Email

Details about the Email token type.

Email token type allows tokenization of an email address. Email tokens keep the domain name and all characters after the “@” sign in the clear. The local part, which is the part before the “@” sign, gets tokenized.

The table lists minimum and maximum length requirements for this token type, which should be applied for the local part, domain part and the entire e-mail.

Table: Email Tokenization Type Properties

Tokenization Type Properties	Settings
Name	Email
Token type and Format	Alphabetic and numeric only. The rest of the characters will be treated as delimiters.
Tokenizer	Length Preservation	Minimum Length			Maximum Length
Tokenizer	Length Preservation	Local	Domain	Entire	Local	Domain	Entire
SLT_1_3 SLT_2_3	No	1	1	3	63	252	256
SLT_1_3 SLT_2_3	No	1	1	3	63	252	256
SLT_1_3 SLT_2_3	Yes	3^*1	1	5	64	252^*2	256
SLT_1_3 SLT_2_3	Yes	3^*1	1	5	64	252^*2	256
Possibility to set minimum/ maximum length	No
Left/Right settings	No
Internal IV	N/A
External IV	Yes
Return of Protected value	Yes
Token specific properties	At least one @ character is required in the input.
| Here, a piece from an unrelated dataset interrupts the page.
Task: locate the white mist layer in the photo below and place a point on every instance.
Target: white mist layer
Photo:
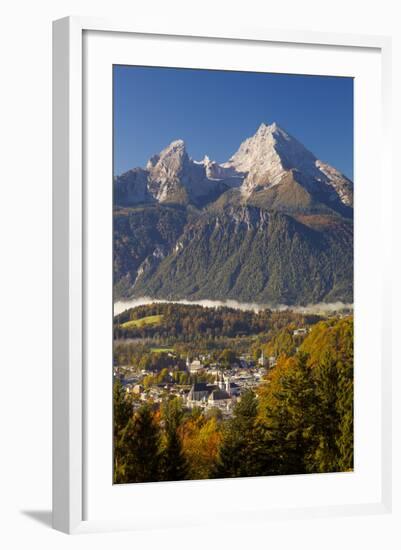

The right most @ character defines the delimiter between the local and domain parts.

^*1 – If the settings for short data tokenization is set to Yes, then the minimum tokenizable length for the local part of an email is one else it is three.

^*2 – If the settings for short data tokenization is set to Yes, then the maximum length for the domain part of an email is 253 else it is 252.

Email Token Format

An Email token format indicates the tokenization format for email. The email address consists of a local part and a domain, local-part@domain. The local part can be up to 64 characters and the domain name can be up to 254 characters, but the entire email address cannot be longer than 256 characters.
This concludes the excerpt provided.